Closing an incident issue

Close the GitLab issue, e.g.

at the top of an issue page, select Close issue
in the comment box on an issue page (e shortcut), write /close and submit the comment
on the incident issue board, drag the issue card to the Closed list

Weekly review meetings

Next to the short-term components such as the immediate mitigation and resolution of the incident itself, the incident response also has to contain strategic improvements to prevent recurrence. Nevertheless, once an incident is mitigated or resolved, the motivation to improve on its root cause is severely reduced.

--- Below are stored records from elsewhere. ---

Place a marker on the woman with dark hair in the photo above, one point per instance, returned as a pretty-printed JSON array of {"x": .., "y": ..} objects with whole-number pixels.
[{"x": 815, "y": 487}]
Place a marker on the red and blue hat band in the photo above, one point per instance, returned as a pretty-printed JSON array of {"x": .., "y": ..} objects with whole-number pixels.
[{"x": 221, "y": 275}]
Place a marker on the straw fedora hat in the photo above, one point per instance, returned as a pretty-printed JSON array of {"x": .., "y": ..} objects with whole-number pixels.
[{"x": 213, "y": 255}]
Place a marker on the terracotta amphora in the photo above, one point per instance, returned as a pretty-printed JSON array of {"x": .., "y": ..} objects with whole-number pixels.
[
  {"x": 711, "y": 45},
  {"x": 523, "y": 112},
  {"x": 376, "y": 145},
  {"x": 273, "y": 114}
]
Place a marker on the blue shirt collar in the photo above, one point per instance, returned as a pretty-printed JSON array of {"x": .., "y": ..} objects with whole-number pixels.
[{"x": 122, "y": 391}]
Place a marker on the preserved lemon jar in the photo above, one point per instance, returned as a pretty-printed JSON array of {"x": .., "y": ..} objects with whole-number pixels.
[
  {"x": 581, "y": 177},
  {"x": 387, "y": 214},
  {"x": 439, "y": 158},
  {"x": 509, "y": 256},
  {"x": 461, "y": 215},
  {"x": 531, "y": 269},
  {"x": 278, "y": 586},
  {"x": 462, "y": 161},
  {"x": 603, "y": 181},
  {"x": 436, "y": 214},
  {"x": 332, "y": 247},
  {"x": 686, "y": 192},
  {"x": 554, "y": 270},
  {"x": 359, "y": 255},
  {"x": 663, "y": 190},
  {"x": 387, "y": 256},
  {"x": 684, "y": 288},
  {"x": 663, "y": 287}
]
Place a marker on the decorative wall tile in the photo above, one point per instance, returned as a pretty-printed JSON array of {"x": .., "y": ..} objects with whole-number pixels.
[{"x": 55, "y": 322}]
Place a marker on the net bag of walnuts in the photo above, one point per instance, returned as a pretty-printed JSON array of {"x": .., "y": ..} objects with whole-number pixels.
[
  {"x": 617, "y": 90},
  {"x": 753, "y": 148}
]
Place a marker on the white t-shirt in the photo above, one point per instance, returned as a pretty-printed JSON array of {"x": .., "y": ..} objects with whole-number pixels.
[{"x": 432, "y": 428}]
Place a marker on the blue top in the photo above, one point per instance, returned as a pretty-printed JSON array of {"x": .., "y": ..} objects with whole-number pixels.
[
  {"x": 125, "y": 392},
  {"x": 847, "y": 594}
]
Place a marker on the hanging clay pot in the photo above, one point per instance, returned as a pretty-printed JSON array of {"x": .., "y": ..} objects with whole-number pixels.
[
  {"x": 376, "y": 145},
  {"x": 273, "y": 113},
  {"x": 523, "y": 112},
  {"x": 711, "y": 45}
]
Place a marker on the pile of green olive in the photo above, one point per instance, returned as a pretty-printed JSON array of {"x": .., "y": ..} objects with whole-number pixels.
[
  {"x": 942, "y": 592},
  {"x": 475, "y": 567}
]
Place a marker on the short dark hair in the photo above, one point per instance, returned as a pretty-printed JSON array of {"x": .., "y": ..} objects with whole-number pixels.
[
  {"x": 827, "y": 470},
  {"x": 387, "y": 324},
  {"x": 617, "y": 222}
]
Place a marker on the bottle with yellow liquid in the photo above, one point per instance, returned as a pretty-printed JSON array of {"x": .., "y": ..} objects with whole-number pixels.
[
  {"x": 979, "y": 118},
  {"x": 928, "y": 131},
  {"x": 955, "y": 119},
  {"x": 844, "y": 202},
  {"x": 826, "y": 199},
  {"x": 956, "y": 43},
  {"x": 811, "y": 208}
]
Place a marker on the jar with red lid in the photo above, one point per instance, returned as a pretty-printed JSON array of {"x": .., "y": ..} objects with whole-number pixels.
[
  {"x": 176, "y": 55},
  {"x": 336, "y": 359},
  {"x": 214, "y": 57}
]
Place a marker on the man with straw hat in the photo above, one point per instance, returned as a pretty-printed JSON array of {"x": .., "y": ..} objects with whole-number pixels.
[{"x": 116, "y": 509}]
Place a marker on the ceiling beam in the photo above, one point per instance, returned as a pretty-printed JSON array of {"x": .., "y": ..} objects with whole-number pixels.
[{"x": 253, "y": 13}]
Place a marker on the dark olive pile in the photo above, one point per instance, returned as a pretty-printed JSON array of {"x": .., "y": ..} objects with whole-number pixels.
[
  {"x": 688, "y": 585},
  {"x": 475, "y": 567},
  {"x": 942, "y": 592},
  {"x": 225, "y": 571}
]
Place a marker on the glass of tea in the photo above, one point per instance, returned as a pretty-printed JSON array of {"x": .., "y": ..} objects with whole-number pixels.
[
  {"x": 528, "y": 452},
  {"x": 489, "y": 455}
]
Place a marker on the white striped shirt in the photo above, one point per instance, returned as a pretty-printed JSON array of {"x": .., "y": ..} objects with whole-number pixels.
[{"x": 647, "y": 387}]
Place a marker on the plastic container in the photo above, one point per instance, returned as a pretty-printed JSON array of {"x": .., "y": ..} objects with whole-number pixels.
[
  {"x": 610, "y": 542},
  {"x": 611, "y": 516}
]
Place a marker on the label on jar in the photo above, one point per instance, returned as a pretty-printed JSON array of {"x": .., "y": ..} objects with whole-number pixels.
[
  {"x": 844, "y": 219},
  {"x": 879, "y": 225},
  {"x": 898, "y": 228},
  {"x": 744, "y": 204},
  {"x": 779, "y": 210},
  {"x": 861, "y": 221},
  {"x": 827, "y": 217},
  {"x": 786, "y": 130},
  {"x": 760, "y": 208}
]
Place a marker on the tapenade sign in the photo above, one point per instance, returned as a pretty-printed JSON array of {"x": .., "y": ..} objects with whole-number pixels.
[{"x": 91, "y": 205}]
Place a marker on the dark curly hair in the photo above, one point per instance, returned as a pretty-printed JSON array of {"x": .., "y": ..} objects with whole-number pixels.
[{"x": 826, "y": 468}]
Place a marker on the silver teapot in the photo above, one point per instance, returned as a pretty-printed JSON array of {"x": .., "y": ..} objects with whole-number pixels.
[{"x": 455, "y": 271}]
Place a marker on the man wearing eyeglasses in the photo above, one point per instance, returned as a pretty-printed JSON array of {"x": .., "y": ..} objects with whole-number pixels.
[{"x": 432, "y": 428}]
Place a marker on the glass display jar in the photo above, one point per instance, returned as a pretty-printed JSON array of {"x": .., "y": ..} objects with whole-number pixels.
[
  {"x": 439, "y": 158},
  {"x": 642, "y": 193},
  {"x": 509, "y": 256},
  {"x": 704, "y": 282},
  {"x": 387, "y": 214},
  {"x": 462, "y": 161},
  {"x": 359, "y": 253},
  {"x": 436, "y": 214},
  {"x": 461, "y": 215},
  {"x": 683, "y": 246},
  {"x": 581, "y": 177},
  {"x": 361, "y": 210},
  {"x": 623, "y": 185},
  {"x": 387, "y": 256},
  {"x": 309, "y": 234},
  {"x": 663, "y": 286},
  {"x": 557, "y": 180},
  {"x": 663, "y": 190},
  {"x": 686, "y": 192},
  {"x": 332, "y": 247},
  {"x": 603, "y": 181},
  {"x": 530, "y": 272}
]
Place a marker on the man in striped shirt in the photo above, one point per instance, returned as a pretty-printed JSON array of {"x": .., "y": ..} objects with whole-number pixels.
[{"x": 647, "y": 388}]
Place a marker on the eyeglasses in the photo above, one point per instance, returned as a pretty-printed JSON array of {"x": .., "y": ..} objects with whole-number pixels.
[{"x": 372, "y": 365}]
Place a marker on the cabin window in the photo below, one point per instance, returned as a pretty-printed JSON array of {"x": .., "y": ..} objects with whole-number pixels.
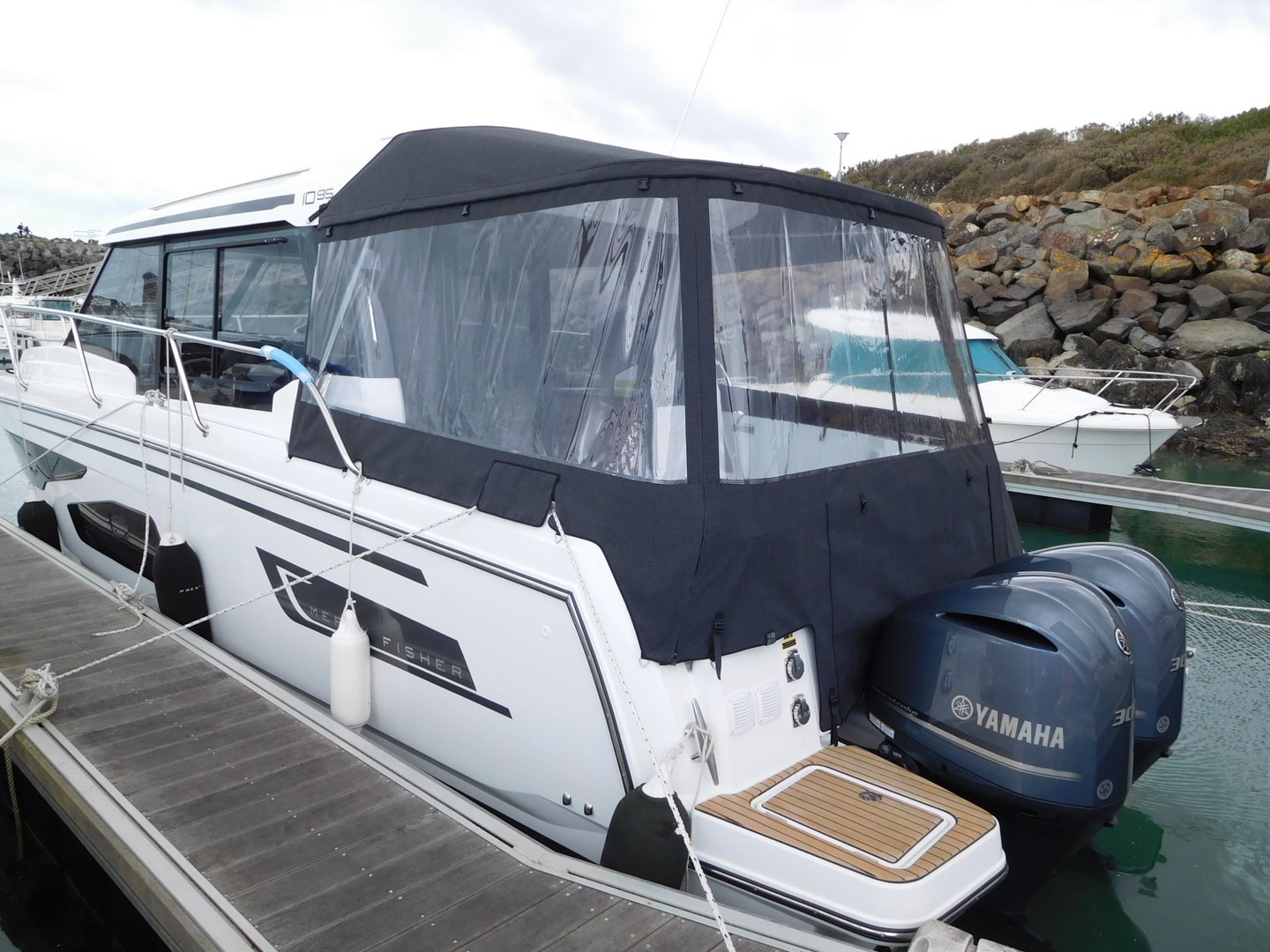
[
  {"x": 553, "y": 333},
  {"x": 247, "y": 292},
  {"x": 126, "y": 290},
  {"x": 117, "y": 532},
  {"x": 836, "y": 342},
  {"x": 243, "y": 290},
  {"x": 990, "y": 362}
]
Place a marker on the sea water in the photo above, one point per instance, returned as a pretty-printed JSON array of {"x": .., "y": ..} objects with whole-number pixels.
[{"x": 1188, "y": 863}]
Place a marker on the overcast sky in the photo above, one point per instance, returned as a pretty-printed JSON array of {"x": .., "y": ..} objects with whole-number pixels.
[{"x": 113, "y": 106}]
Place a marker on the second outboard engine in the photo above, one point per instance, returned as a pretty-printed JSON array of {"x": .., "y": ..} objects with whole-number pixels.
[
  {"x": 1154, "y": 619},
  {"x": 1013, "y": 691}
]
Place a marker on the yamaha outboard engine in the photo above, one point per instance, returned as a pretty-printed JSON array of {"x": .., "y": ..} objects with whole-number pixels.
[
  {"x": 1013, "y": 691},
  {"x": 1154, "y": 620}
]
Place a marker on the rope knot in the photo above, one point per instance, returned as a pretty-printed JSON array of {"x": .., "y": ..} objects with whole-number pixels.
[{"x": 38, "y": 689}]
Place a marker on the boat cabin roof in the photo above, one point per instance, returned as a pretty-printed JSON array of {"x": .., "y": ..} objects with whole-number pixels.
[{"x": 291, "y": 198}]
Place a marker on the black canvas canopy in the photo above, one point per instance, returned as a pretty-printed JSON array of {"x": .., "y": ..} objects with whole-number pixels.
[
  {"x": 707, "y": 565},
  {"x": 455, "y": 167}
]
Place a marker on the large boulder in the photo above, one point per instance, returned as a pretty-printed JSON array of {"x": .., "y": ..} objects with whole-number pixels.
[
  {"x": 1079, "y": 316},
  {"x": 1208, "y": 235},
  {"x": 1068, "y": 238},
  {"x": 1221, "y": 335},
  {"x": 1233, "y": 279},
  {"x": 1030, "y": 324},
  {"x": 1206, "y": 302}
]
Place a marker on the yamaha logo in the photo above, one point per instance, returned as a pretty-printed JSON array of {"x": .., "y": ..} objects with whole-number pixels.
[
  {"x": 1007, "y": 725},
  {"x": 1122, "y": 640}
]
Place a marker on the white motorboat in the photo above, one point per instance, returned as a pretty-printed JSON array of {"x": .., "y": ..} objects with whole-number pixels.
[
  {"x": 32, "y": 328},
  {"x": 1065, "y": 418},
  {"x": 638, "y": 472}
]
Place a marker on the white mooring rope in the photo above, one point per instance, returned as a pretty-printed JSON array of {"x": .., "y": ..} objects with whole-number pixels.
[{"x": 667, "y": 790}]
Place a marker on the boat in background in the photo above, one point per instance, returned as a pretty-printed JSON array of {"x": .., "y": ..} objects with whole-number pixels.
[
  {"x": 1065, "y": 418},
  {"x": 606, "y": 485}
]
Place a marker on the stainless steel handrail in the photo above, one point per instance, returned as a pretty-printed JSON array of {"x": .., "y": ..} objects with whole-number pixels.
[
  {"x": 1058, "y": 377},
  {"x": 88, "y": 377},
  {"x": 175, "y": 339},
  {"x": 5, "y": 314}
]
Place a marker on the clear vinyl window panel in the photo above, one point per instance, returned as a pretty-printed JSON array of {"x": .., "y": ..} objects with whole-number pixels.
[
  {"x": 553, "y": 333},
  {"x": 836, "y": 342},
  {"x": 251, "y": 294},
  {"x": 126, "y": 290}
]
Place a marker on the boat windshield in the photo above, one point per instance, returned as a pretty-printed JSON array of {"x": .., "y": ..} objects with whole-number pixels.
[
  {"x": 990, "y": 362},
  {"x": 836, "y": 342},
  {"x": 550, "y": 333}
]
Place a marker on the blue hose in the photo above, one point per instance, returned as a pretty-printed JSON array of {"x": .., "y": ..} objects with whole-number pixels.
[{"x": 271, "y": 353}]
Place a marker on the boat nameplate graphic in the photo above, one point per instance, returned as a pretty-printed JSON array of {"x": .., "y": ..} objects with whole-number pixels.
[{"x": 318, "y": 603}]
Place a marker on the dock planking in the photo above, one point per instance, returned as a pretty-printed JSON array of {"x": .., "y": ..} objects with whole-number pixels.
[
  {"x": 1231, "y": 505},
  {"x": 309, "y": 844}
]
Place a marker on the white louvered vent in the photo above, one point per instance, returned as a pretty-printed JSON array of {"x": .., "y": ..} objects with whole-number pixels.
[
  {"x": 741, "y": 712},
  {"x": 768, "y": 703}
]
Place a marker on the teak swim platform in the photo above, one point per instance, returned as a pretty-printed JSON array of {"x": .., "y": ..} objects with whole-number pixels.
[{"x": 900, "y": 827}]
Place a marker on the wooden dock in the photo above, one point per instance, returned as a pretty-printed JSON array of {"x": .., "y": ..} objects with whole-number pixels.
[
  {"x": 238, "y": 816},
  {"x": 1232, "y": 505}
]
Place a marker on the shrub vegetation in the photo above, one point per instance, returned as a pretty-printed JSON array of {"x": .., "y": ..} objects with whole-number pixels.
[{"x": 1169, "y": 150}]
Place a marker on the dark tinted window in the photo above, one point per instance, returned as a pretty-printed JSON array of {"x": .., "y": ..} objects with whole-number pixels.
[{"x": 116, "y": 532}]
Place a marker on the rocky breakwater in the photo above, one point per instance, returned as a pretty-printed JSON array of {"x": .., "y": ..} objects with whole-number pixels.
[
  {"x": 1163, "y": 279},
  {"x": 32, "y": 257}
]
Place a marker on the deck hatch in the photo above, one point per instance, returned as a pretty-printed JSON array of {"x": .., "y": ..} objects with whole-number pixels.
[
  {"x": 854, "y": 809},
  {"x": 852, "y": 814}
]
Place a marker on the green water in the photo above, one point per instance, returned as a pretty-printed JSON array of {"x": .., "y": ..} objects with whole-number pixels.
[{"x": 1188, "y": 865}]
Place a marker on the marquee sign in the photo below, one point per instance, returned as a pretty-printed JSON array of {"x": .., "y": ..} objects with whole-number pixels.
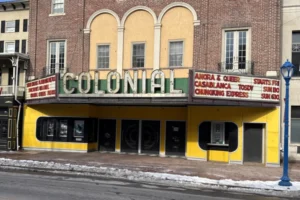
[
  {"x": 225, "y": 86},
  {"x": 83, "y": 85},
  {"x": 41, "y": 88}
]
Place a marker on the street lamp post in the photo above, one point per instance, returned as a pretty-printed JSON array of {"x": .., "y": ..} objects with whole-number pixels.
[{"x": 287, "y": 70}]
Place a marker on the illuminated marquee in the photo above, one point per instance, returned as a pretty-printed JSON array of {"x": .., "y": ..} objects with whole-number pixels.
[
  {"x": 224, "y": 86},
  {"x": 130, "y": 83},
  {"x": 42, "y": 88}
]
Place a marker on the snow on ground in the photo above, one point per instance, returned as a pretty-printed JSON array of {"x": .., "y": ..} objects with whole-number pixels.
[{"x": 142, "y": 176}]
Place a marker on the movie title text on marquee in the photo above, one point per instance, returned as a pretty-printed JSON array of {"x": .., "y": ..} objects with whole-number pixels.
[
  {"x": 223, "y": 86},
  {"x": 42, "y": 88}
]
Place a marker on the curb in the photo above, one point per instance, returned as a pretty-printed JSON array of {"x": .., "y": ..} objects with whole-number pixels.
[{"x": 189, "y": 182}]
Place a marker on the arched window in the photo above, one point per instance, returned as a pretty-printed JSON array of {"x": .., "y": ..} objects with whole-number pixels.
[{"x": 221, "y": 136}]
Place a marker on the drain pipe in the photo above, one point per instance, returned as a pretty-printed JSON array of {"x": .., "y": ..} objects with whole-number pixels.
[{"x": 16, "y": 99}]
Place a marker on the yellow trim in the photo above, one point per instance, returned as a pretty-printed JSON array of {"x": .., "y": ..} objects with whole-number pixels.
[{"x": 193, "y": 115}]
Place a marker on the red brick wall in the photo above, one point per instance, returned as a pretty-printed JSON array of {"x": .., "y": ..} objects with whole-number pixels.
[{"x": 263, "y": 16}]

A dedicated weekly incident review meeting is scheduled to ensure consistent progress in the handling of incidents in all phases:

CWF::Incident::Active: reduce the impact on the production environment
CWF::Incident::Mitigated: resolve the direct cause of the incident
CWF::Incident::Resolved: improve on the root cause of the incident, e.g. by improving
- monitoring/alerting of the conditions that led to the incident
- monitoring/alerting for a similar incident
- logging to aid in faster detection/recovery for a similar incident
- documentation
- the underlying code and/or architecture

Further ideas

In the future, it would be neat to automatically create incidents for persistent Prometheus alerts and Sentry exceptions.